Contact: Chris Waterson (waterson@netscape.com)
$Id: tools.html,v 1.8 1999/06/16 08:50:38 waterson%netscape.com Exp $

Memory Leaks

The following tools are used to track down memory leaks in the product.

  • Rational Purify®. (Commercial)

  • ElectricFence.

      "Electric Fence ... uses the virtual memory hardware of your system to detect when software overruns the boundaries of a malloc() buffer. It will also detect any accesses of memory that has been released by free(). Because it uses the VM hardware for detection, Electric Fence stops your program on the first instruction that causes a bounds violation."
    Specifically, it works by placing each heap allocation on its own VM page. Since the dynamic footprint of the browser is pretty large, this may make it tough to use "in real life".

  • Leaky. This is a home-grown tool that Kipp put together:

      "Its a tool called leaky. What it does it help you track down memory leaks and some kinds of memory corruption. It also has entry pointers for logging addref/release calls. The key thing that leaky does is this: it logs all calls to malloc/free/realloc/new/delete into a log file. The logging data includes information about size and address, as well as the *call stack of the operation*. The leaky program then can translate the call stack data from addresses into symbols and then dump the data out." *

  • refcount balancer.

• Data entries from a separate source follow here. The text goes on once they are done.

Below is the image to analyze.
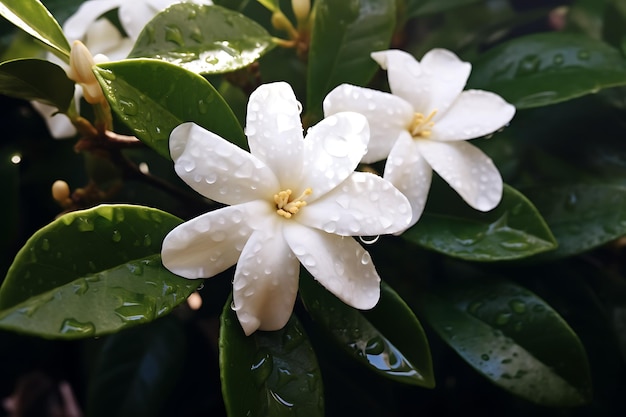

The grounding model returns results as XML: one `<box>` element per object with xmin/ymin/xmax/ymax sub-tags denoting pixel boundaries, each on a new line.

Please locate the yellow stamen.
<box><xmin>409</xmin><ymin>110</ymin><xmax>437</xmax><ymax>138</ymax></box>
<box><xmin>274</xmin><ymin>188</ymin><xmax>313</xmax><ymax>219</ymax></box>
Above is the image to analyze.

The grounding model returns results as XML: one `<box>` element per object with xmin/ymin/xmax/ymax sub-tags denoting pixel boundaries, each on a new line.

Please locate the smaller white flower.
<box><xmin>161</xmin><ymin>82</ymin><xmax>411</xmax><ymax>335</ymax></box>
<box><xmin>324</xmin><ymin>49</ymin><xmax>515</xmax><ymax>229</ymax></box>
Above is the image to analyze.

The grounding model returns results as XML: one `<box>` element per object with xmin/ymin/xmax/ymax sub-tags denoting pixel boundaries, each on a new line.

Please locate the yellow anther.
<box><xmin>274</xmin><ymin>188</ymin><xmax>313</xmax><ymax>219</ymax></box>
<box><xmin>409</xmin><ymin>110</ymin><xmax>437</xmax><ymax>138</ymax></box>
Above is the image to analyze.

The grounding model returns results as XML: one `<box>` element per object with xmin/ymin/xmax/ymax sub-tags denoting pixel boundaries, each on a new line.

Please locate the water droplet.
<box><xmin>59</xmin><ymin>318</ymin><xmax>96</xmax><ymax>336</ymax></box>
<box><xmin>118</xmin><ymin>97</ymin><xmax>139</xmax><ymax>116</ymax></box>
<box><xmin>165</xmin><ymin>25</ymin><xmax>185</xmax><ymax>46</ymax></box>
<box><xmin>509</xmin><ymin>299</ymin><xmax>526</xmax><ymax>314</ymax></box>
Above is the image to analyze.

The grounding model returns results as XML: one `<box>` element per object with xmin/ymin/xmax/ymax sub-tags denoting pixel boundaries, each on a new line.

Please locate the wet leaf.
<box><xmin>419</xmin><ymin>280</ymin><xmax>591</xmax><ymax>407</ymax></box>
<box><xmin>300</xmin><ymin>276</ymin><xmax>435</xmax><ymax>388</ymax></box>
<box><xmin>468</xmin><ymin>32</ymin><xmax>626</xmax><ymax>109</ymax></box>
<box><xmin>0</xmin><ymin>0</ymin><xmax>70</xmax><ymax>61</ymax></box>
<box><xmin>129</xmin><ymin>3</ymin><xmax>275</xmax><ymax>74</ymax></box>
<box><xmin>402</xmin><ymin>184</ymin><xmax>557</xmax><ymax>261</ymax></box>
<box><xmin>0</xmin><ymin>59</ymin><xmax>74</xmax><ymax>112</ymax></box>
<box><xmin>86</xmin><ymin>316</ymin><xmax>186</xmax><ymax>417</ymax></box>
<box><xmin>524</xmin><ymin>184</ymin><xmax>626</xmax><ymax>258</ymax></box>
<box><xmin>307</xmin><ymin>0</ymin><xmax>396</xmax><ymax>112</ymax></box>
<box><xmin>95</xmin><ymin>59</ymin><xmax>247</xmax><ymax>158</ymax></box>
<box><xmin>219</xmin><ymin>300</ymin><xmax>324</xmax><ymax>417</ymax></box>
<box><xmin>0</xmin><ymin>205</ymin><xmax>199</xmax><ymax>339</ymax></box>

This is another home-grown tool that does finer-grained instrumentation and allows you to focus on specific objects rather than entire runs.

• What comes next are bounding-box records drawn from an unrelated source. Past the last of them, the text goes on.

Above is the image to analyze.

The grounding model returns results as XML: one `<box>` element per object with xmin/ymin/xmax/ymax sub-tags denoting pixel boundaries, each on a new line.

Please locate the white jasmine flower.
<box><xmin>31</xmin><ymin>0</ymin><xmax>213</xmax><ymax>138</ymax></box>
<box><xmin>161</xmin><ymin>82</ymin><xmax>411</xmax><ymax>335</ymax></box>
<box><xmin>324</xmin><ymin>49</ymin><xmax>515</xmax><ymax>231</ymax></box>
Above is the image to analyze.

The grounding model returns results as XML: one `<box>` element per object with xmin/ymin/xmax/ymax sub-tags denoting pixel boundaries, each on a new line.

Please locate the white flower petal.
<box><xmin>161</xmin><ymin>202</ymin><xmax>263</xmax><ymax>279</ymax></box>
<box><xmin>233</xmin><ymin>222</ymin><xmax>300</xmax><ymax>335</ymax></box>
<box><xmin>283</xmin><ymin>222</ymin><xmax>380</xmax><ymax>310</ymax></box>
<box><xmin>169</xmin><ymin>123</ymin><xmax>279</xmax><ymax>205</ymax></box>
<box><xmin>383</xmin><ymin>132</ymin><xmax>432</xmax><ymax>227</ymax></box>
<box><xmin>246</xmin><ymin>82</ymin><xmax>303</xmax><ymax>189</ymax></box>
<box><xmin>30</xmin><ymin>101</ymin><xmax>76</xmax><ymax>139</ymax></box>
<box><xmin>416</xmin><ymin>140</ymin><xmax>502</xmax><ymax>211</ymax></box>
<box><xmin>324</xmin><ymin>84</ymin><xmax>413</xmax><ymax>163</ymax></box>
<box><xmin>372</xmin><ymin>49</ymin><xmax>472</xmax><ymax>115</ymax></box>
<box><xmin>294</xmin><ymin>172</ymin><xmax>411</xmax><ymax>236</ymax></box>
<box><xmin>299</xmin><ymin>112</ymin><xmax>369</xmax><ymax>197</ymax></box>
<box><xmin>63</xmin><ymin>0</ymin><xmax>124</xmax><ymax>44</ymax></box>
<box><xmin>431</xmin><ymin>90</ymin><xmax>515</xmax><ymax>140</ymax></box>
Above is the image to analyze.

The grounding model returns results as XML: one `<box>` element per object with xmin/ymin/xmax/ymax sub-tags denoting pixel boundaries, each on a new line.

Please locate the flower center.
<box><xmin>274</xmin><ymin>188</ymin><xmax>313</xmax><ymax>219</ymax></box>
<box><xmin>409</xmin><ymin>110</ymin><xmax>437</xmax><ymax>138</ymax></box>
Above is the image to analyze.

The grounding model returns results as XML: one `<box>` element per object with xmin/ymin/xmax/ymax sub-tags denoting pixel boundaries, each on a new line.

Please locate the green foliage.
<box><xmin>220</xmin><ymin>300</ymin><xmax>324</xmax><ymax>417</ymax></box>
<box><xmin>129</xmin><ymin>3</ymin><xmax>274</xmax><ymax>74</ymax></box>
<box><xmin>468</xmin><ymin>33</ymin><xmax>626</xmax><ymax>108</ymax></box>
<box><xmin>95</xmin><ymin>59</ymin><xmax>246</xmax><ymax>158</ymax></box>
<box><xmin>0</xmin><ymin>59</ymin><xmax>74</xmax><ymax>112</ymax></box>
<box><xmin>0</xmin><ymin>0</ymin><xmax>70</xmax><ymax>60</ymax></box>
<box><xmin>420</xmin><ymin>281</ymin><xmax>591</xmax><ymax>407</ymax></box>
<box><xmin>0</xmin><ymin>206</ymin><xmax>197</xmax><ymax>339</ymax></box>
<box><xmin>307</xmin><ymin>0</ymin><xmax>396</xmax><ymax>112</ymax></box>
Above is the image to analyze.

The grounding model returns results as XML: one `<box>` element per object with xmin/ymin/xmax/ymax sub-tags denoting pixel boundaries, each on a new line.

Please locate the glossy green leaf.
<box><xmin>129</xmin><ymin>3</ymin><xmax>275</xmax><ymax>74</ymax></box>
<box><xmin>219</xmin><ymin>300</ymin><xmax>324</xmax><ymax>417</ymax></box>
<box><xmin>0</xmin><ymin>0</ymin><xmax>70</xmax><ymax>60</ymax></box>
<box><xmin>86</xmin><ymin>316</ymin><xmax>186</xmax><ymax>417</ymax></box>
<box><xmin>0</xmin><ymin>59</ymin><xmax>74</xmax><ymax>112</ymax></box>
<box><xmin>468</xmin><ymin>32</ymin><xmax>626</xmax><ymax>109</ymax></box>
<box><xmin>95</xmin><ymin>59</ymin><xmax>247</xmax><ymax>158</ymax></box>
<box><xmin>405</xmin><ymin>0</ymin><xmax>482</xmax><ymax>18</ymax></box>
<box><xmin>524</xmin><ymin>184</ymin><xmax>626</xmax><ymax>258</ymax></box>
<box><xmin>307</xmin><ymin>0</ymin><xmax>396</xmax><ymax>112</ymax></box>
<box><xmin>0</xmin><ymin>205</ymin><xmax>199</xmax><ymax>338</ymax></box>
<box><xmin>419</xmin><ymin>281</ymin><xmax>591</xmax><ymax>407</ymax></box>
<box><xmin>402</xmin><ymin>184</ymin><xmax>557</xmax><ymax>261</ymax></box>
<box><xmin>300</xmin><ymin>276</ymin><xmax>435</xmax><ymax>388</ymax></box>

  • Insure++®. (Commercial) Free Linux version.

  • LeakTracer.

  • ccmalloc.

  • debauch.

  • memwatch.

Profiling

The following tools are used to measure product performance.

  • Rational Quantify. (Commercial)

    • qfy2html.pl. A Perl script for munging Quantify 6.0 output into hyperlinked HTML to share with your friends. Run Quantify, save your results as text, and then let this thing rip.
  • hiprof. A hierarchical instruction profiler for Digital Unix. There is an online tutorial, courtesy Jim Nance (jim_nance@yahoo.com):

      "I like it because it does not require you to recompile the program, because it give accurate times for callers, and because it comes with DU so that everyone developing there should already have it." *

  • gprof. There are rumors that this has trouble with dynamically linked and loaded objects (like Mozilla).